5. How to Prevent Underfitting

✔ Use enough training samples

For a domain like Excel:

  • 5,000 samples → minimum
  • 10,000–40,000 → ideal
  • 80,000+ → excellent for multi-task Excel SLMs

✔ Increase training steps

Most SLMs need:

  • 1,000–8,000 steps for small datasets
  • 10,000–40,000 steps for large datasets

✔ Increase model capacity a bit

A 700M or 1.3B model underfits less on messy datasets.

✔ Improve dataset consistency

Stable formatting reduces cognitive load on the model.

6. How to Prevent Overfitting

✔ Add variation

Don’t use the same column letters or values repeatedly.

✔ Use synthetic diversity

Even tiny changes prevent memorization:

  • random numbers
  • random labels (“North”, “West”, “Online”, “Active”)
  • different ranges
  • different delimiters

✔ Increase data size

More samples = better generalization.

✔ Use early stopping

If validation loss increases for 3–5 checkpoints → stop.

✔ Lower the learning rate

High LR can push the model into memorization.

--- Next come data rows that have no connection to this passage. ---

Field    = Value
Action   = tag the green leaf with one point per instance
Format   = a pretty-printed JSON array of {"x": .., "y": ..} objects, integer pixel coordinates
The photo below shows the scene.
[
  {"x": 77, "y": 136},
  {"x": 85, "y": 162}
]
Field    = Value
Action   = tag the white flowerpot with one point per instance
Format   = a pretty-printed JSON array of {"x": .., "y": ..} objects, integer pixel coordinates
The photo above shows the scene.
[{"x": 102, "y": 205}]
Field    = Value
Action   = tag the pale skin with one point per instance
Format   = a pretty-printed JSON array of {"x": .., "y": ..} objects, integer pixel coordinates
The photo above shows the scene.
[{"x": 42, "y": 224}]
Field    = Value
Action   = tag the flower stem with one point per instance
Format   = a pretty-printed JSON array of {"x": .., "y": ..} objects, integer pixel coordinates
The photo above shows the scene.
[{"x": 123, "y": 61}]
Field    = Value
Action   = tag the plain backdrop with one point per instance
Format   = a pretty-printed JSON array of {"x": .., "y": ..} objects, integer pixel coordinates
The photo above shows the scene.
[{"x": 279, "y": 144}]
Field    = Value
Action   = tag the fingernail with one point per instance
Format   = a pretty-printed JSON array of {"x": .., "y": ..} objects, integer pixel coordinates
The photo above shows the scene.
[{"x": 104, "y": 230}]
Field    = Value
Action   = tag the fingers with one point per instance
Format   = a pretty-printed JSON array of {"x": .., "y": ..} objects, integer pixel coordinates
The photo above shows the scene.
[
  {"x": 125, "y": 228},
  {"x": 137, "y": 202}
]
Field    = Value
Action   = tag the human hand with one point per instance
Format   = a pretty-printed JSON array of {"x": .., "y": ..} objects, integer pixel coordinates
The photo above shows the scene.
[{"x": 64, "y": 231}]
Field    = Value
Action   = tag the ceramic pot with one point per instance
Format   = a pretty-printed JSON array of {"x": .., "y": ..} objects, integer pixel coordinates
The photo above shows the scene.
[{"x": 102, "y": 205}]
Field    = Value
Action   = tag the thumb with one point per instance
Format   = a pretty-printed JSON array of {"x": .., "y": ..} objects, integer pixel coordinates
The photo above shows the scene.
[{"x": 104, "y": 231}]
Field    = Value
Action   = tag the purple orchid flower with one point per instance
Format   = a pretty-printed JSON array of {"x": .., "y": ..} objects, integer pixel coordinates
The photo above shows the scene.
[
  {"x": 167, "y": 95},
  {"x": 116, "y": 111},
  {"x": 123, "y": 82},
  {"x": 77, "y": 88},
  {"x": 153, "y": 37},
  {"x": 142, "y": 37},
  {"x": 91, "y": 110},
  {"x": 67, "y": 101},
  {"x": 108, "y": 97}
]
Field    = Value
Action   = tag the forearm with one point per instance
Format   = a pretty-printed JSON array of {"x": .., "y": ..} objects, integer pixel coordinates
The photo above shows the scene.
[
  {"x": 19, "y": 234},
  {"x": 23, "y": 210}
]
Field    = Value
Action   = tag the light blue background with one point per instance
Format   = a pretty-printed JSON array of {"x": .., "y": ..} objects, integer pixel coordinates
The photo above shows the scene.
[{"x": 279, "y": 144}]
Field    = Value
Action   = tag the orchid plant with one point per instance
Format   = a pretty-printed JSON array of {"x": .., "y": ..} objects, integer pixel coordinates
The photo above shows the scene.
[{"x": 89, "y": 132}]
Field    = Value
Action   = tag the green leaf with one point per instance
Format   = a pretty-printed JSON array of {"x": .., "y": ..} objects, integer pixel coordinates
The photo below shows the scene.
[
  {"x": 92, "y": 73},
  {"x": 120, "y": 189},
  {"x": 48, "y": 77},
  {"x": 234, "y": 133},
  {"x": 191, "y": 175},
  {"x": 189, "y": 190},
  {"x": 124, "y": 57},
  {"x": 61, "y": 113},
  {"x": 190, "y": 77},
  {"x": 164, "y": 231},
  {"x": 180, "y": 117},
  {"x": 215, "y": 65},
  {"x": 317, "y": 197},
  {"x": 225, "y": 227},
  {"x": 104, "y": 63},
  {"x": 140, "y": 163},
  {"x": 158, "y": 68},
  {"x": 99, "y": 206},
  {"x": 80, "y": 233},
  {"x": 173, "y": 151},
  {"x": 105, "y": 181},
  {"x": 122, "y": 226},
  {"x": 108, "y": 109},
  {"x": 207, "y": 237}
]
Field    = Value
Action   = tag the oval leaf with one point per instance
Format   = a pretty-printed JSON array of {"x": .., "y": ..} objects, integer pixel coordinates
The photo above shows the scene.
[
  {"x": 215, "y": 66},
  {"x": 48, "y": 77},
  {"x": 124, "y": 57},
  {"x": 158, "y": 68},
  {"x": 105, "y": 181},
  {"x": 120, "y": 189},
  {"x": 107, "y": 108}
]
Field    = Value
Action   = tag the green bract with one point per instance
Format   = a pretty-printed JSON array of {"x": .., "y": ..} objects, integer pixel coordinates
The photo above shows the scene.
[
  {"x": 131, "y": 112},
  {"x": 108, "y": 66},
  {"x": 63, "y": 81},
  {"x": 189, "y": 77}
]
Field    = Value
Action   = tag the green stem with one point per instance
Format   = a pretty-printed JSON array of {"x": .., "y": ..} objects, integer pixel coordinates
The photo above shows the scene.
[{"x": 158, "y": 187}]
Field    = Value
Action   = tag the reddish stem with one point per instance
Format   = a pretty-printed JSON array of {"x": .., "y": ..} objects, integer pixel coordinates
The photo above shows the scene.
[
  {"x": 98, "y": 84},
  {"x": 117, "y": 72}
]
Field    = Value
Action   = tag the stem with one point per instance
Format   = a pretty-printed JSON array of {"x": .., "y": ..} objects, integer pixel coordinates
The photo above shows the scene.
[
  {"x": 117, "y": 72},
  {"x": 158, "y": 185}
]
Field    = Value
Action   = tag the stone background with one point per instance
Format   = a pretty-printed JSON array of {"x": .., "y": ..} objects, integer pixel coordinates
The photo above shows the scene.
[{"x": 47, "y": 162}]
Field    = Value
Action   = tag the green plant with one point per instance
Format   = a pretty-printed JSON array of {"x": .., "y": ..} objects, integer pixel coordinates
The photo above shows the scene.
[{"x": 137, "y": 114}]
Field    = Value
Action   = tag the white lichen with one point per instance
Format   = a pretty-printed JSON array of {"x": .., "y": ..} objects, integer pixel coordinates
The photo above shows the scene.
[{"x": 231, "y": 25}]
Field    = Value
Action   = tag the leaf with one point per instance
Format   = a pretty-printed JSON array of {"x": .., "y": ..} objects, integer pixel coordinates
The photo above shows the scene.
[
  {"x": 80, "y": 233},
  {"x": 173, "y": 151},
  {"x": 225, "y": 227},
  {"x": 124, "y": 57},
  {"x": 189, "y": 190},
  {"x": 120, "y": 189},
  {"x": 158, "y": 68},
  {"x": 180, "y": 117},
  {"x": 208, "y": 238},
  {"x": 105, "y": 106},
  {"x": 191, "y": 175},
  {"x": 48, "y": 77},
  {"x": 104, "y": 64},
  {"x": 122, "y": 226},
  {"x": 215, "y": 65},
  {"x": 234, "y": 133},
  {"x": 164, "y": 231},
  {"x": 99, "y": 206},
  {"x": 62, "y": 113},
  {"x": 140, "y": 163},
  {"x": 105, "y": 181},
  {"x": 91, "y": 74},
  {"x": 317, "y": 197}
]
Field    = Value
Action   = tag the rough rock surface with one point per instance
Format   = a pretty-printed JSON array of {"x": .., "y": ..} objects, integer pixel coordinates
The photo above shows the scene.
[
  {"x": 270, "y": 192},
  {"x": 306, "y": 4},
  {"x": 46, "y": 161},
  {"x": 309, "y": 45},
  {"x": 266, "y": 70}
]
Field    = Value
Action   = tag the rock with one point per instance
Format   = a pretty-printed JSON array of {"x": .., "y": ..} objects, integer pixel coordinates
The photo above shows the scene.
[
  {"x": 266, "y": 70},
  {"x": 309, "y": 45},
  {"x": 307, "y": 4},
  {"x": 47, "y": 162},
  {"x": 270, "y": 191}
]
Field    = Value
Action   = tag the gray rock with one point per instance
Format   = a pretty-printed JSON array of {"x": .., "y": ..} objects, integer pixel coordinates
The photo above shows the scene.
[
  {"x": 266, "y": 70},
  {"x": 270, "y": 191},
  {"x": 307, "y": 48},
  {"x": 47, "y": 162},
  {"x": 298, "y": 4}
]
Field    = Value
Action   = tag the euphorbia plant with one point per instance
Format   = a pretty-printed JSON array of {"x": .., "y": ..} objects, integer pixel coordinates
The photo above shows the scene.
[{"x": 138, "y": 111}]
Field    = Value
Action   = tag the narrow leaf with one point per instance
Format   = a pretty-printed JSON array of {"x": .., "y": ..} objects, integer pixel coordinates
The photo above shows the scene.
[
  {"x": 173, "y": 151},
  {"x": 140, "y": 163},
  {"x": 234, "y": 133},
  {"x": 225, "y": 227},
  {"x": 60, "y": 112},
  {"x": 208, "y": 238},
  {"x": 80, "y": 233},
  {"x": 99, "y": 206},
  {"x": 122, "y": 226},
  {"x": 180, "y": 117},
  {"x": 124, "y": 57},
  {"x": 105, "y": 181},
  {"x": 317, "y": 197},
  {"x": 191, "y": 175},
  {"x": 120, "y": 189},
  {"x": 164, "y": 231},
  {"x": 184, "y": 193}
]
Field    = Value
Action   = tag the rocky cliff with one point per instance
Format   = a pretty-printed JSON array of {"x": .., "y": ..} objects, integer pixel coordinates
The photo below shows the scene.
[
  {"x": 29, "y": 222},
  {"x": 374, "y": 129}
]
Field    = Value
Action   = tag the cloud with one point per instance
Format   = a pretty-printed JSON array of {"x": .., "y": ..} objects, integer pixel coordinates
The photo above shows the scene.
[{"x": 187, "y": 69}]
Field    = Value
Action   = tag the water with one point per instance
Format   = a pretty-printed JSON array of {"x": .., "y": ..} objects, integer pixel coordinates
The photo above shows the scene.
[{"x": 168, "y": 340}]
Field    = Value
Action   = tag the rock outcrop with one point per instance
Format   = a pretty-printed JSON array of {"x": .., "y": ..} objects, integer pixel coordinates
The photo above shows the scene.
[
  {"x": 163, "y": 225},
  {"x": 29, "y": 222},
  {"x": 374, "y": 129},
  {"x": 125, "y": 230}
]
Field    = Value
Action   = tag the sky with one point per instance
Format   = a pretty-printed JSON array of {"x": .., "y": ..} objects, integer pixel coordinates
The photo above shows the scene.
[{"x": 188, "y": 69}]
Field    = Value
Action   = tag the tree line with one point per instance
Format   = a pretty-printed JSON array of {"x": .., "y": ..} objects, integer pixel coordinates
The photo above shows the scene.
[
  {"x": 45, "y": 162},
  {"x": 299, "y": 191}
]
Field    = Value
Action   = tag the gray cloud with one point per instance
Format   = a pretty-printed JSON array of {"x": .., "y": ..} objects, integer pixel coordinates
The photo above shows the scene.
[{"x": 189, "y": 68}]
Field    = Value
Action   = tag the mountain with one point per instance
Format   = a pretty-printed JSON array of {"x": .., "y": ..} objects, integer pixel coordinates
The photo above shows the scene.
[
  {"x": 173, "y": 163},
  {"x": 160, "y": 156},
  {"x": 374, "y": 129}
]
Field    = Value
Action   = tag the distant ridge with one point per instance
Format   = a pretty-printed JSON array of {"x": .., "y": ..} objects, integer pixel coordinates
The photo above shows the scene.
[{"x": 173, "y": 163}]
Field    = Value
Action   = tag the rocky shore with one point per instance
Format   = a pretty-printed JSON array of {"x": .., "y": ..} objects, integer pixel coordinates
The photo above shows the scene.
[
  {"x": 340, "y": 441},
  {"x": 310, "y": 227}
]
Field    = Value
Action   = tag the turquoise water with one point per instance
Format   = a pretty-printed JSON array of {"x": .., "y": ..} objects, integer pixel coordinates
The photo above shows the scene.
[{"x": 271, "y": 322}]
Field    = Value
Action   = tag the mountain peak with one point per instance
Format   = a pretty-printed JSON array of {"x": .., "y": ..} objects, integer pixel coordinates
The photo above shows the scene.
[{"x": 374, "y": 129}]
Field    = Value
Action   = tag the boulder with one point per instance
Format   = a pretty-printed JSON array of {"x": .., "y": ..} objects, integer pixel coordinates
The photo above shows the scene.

7. How to Strike the Perfect Balance

Your SLM is properly trained when:

  • training loss is low
  • evaluation loss is also low
  • benchmark results are consistent
  • outputs vary appropriately
  • outputs generalize to unseen cases
  • no memorized patterns appear

This is the sweet spot — the point where the SLM understands the rules, not just the examples.

Recommended Settings for Granite-350M Excel SLM Training

✔ Dataset size

10k–80k examples

✔ Effective batch size

32–128 tokens (via gradient accumulation)

✔ Learning rate

1e-4 or 2e-4

✔ Sequence length

128–256 tokens

✔ Evaluation every

200–500 training steps

✔ Stop training when

Validation loss plateaus or increases

Conclusion

Overfitting and underfitting are two sides of the same challenge:
making sure your SLM learns just enough, but not too much.

If you monitor loss curves, maintain clean datasets, introduce variation, and evaluate regularly, you can train small models that:

  • generalize well
  • stay stable
  • avoid hallucination
  • and deliver accurate domain-specific behavior

Small models are powerful — but only when trained in balance.